Enfin, les achats d’obligations seront réalisés au prorata de la détention du capital de la BCE par les BCN. La Bundesbank et la Banque de France en détenant les pourcentage les plus élevés (respectivement 25,6 % et 20,1 %), les obligations des états allemands et français seront donc celles qui seront le plus rachetées par l’Eurosysteme. De fait, les obligations de la Grèce sont également éligibles a priori au programme de la BCE.
Une efficacité conditionnée
Selon Mario Draghi, le programme d’assouplissement quantitatif annoncé permettra de relancer l’inflation et les anticipations d’inflation en zone euro. Le fait même qu’une quantité très importante de liquidités soit créée par la Banque Centrale Européenne et injectée sur les marchés financiers est de nature à faire baisser la valeur de l’euro. La baisse de la devise européenne sur les marchés des changes, entamée au second semestre 2014, provenait au moins en partie de l’anticipation par les opérateurs sur ces marchés de l’annonce d’un programme d’assouplissement quantitatif par la BCE.
La baisse de l’euro vis-à-vis de l’ensemble des autres grandes monnaies, et notamment du Dollar, devrait donc se poursuivre. Ceci sera favorable à la compétitivité des produits européens et aux exportations. La baisse de l’euro permet aussi de renchérir les prix des produits importés et joue à ce titre un rôle important dans la stratégie de la BCE pour relancer l’inflation dans la zone euro.
Un autre objectif recherché par la BCE est de fournir des liquidités aux banques européennes dans l’espoir qu’elles l’utiliseront pour accorder des crédits aux entreprises et aux ménages.
Conscient toutefois que ce second objectif sera difficile à atteindre dans le contexte économique actuel marqué par une croissance et une consommation en berne, qui n’incite pas les entreprises à déposer des demandes de crédits, Mario Draghi a exhorté les gouvernements des Etats de la zone euro à « utiliser les marges de manœuvre disponibles pour mettre en œuvre des politiques budgétaires plus favorables à la croissance », tout en réaffirmant la nécessité d’engager les réformes structurelles qu’il juge « cruciales ».
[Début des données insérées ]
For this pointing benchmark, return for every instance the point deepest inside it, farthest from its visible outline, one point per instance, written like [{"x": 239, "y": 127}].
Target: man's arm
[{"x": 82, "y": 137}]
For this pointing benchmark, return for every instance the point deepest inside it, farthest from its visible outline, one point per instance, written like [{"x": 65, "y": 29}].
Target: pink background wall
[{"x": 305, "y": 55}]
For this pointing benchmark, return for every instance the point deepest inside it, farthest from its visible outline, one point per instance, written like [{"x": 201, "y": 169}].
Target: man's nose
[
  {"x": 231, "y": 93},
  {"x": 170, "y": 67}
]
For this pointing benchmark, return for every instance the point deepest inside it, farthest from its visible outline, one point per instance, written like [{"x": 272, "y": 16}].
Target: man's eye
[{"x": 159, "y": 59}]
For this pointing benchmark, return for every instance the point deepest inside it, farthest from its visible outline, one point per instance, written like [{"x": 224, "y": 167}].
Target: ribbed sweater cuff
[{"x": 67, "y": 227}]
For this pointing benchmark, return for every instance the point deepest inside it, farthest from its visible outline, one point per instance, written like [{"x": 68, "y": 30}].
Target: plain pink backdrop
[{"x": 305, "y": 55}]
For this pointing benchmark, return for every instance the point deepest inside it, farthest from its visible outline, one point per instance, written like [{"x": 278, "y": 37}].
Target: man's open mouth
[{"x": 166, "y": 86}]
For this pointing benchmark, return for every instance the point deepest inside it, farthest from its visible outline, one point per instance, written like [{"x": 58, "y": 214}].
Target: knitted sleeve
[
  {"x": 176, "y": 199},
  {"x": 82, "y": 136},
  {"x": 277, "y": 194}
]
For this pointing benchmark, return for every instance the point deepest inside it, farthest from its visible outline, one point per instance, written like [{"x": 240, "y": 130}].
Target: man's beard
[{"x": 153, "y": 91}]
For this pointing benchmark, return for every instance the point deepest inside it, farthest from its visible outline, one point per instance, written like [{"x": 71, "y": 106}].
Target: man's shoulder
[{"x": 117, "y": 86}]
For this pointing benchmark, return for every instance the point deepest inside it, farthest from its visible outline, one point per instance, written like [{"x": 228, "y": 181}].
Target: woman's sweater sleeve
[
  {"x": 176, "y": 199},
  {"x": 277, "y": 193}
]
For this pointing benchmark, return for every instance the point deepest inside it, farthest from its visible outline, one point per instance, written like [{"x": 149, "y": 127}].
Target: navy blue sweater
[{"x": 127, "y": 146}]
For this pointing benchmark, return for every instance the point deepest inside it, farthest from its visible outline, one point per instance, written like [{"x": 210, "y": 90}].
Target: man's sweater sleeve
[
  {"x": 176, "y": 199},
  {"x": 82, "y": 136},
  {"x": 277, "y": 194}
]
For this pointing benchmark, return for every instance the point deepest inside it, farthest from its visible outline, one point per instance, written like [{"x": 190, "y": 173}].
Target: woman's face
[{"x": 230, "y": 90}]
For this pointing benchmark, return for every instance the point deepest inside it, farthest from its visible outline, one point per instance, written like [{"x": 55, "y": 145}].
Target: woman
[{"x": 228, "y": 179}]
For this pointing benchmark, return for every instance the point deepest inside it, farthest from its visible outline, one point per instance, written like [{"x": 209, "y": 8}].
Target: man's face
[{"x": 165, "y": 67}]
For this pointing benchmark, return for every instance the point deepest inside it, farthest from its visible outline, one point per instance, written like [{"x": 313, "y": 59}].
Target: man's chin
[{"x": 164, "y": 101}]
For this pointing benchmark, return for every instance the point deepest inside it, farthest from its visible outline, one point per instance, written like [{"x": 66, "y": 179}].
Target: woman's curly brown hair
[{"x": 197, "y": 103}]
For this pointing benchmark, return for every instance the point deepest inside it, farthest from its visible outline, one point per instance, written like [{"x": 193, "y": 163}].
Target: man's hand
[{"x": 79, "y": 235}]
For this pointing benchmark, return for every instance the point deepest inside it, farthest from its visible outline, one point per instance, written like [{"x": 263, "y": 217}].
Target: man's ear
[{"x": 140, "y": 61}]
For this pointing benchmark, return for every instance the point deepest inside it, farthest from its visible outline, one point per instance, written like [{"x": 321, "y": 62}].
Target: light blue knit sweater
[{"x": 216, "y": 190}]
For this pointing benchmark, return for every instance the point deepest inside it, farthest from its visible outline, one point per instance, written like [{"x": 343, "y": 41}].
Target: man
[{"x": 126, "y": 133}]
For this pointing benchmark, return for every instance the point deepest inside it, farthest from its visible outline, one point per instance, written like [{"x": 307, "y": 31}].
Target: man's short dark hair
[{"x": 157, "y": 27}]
La BCE a donc pris une décision historique dans le sens où elle a abattu son ultime arme pour combattre le risque d’apparition de la déflation en zone euro, et que la taille de son programme d’assouplissement quantitatif semble être à la hauteur de l’enjeu. Pour autant, à lui tout seul, ce programme n’est pas suffisant pour relancer l’économie européenne. Les gouvernements et responsables européens doivent également jouer leur partition.